John: In a perfect world, you would have gone on to record many more singles and even albums (either for RCA, or for another label). If this had happened back then, what kind of material would you have wanted to record—mostly pop, with some country-sounding stuff, or the other way around? Would you have had any interest in exploring folk music on your albums, or perhaps other genres, such as rock, blues or gospel?

Pat: I would have liked the opportunity to cut more crossover material—you know, well-written country ballads with some beautifully orchestrated pop instrumentation. I really liked Gordon Lightfoot’s music and I would have enjoyed recording the same kinds of albums he did. He had a lot of folk sounds in his songs, which I love. In fact, I once recorded a Gordon Lightfoot song called Looking At The Rain and I still think it was one of the best songs I ever cut. I brought it to Jerry Bradley and he agreed to produce it for me, but RCA never released it. There were a lot of songs in several different categories that I wish I could have cut back then, but in those years they always said that you had to be in one category and that you couldn’t straddle the fence.

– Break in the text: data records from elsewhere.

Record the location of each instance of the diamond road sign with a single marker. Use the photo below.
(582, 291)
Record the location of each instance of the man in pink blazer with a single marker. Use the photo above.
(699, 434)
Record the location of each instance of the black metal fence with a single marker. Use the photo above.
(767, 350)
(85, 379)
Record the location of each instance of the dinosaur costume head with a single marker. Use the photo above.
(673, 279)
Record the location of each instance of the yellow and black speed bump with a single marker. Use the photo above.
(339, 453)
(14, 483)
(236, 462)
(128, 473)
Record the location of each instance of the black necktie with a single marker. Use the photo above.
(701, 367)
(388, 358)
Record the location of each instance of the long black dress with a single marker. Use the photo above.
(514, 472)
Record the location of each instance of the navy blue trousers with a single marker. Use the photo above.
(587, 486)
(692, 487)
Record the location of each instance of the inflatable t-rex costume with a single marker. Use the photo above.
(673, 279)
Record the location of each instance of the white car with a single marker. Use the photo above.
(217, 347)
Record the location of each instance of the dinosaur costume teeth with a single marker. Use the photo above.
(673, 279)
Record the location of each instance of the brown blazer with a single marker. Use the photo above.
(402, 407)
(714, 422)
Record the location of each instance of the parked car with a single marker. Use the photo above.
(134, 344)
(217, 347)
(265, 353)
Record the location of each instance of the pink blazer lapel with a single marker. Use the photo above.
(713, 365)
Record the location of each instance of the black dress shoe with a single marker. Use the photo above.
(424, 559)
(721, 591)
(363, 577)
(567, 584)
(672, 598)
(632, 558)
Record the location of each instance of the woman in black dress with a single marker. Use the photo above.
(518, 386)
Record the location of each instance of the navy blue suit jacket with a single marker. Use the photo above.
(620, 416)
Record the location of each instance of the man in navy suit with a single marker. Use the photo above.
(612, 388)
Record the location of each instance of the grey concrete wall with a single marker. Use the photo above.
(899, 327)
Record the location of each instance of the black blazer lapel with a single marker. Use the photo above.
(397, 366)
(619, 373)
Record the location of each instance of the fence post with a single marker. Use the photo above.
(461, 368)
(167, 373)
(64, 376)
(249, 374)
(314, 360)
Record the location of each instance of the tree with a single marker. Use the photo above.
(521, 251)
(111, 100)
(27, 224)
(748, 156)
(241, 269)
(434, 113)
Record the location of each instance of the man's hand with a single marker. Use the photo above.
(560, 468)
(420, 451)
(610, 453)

John: Was there a “dream producer” whose production work you admired and enjoyed, that you wished you could have worked with?

Pat: Yes, Chips Moman…and it almost happened, too. He had produced some big hits in the country and pop fields for Elvis Presley and B.J. Thomas and I felt like I had finally found someone who would know what to do with me. A few years after I had stopped recording for RCA, I got a call from Floyd saying he had been playing golf with Chips and that he had played him a tape of my most recent songs and that Chips was interested in meeting me. Floyd said, “Bring your guitar and if he likes you he’ll invite you over to the recording studio at his house.” Well, I had never played the guitar on stage—only in putting down my songs on tape, because I’m not a good guitar player, and when you’re taping and you make a mistake you can always start over again. So, I was a little apprehensive at first about playing for Chips. Nevertheless, Floyd and I met him at a Shoney’s Restaurant in Nashville and later on Chips brought us over to his studio. I played my guitar and sang a song for him and he said he just wanted to know if I sounded the same in person as I did on the tape. (He said I did.) Then he took my guitar and Floyd sat down at the piano and they played some wonderful music together. I couldn’t believe what I was hearing—it was fantastic! When we started to leave Chips said he definitely wanted to work with me. I was so excited, I thought, “I’m finally going to get to record the kind of music I’ve always wanted to make.” After that, we talked several times on the phone but nothing ever happened. Finally, I called him up one day and asked if he had changed his mind about producing me and he said, “No”. However, I never heard from him again. I’m not the type to be pushy and I hate to bother people so I never called him after that. Unfortunately, that’s not the way to get ahead in country music—or in any other business, for that matter.

with Charlie Lamb

John: When you left RCA, did you immediately look to record for another label, or had you decided by then to retire from recording (or rather, from actively pursuing your recording career)?

Pat: I wanted to keep recording but it didn’t work out. Sometime after I left RCA, my manager Charlie Lamb got hooked up with some people in Texas who were going to start their own label and he wanted me to record for them. But when we went into the studio and I heard the musicians and the back up singers I knew it wasn’t going to work…and it didn’t! After that I just concentrated on my songwriting, sending everything I wrote to Floyd. He believed in me and I knew anything I did with him would be quality work.